The size of a semiconductor nanocrystal determines its electrical and optical properties. But it's very hard to control the placement of nanocrystals on a surface in order to make structurally uniform films. Typical nanocrystal films also have cracks that limit their usefulness and make it impossible to measure the fundamental properties of these materials.
Now, researchers at MIT say they have found ways of making defect-free patterns of nanocrystal films where the shape and position of the films are controlled with nanoscale resolution, potentially opening up a significant area for research and possible new applications.
''We've been trying to understand how electrons move in arrays of these nanocrystals,'' which has been difficult with limited control over the formation of the arrays, says physicist Marc Kastner, the Donner Professor of Science, dean of MIT's School of Science and senior author of a paper published online in the journal Nano Letters.
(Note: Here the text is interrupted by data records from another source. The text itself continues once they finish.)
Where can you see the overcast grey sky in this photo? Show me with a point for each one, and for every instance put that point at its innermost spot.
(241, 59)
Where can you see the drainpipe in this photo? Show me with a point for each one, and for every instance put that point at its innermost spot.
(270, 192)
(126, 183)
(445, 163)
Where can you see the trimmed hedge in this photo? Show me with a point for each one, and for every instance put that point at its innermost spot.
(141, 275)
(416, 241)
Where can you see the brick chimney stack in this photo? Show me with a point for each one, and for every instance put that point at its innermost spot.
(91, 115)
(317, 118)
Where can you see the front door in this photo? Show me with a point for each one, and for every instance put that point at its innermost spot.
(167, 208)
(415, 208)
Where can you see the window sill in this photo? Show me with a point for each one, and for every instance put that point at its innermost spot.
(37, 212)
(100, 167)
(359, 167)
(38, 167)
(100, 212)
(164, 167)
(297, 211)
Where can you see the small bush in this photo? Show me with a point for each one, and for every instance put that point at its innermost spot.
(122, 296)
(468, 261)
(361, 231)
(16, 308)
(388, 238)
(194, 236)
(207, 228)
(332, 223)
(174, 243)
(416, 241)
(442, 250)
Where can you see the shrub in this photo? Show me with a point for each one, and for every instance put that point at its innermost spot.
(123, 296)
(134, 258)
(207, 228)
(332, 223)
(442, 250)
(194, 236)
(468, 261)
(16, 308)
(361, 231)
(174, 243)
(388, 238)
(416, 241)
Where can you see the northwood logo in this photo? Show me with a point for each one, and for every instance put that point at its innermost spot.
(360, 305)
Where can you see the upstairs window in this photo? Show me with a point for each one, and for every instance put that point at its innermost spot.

The work builds on research by Moungi Bawendi, the Lester Wolfe Professor of Chemistry at MIT and a co-author of this paper, who was one of the first researchers to precisely control nanocrystal production. Such control made it possible, among other things, to produce materials that glow, or fluoresce, in a range of different colors based on their sizes - even though they are all made of the same material.
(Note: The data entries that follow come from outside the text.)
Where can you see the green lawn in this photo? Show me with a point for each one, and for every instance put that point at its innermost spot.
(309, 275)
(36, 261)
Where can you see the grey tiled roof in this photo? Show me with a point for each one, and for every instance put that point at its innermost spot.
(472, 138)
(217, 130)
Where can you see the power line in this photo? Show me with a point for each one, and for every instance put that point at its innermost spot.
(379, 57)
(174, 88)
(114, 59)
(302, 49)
In the initial phases of the new work, postdoc Tamar Mentzel produced nanoscale patterns that emit invisible infrared light. But working on such systems is tedious, since each fine-tuning has to be checked using time-consuming electron microscopy. So when Mentzel succeeded in getting semiconductor nanocrystal patterns to glow with visible light, making them visible through an optical microscope, it meant that the team could greatly speed the development of the new technology. ''Even though the nanoscale patterns are below the resolution limit of the optical microscope, the nanocrystals act as a light source, rendering them visible,'' Mentzel says.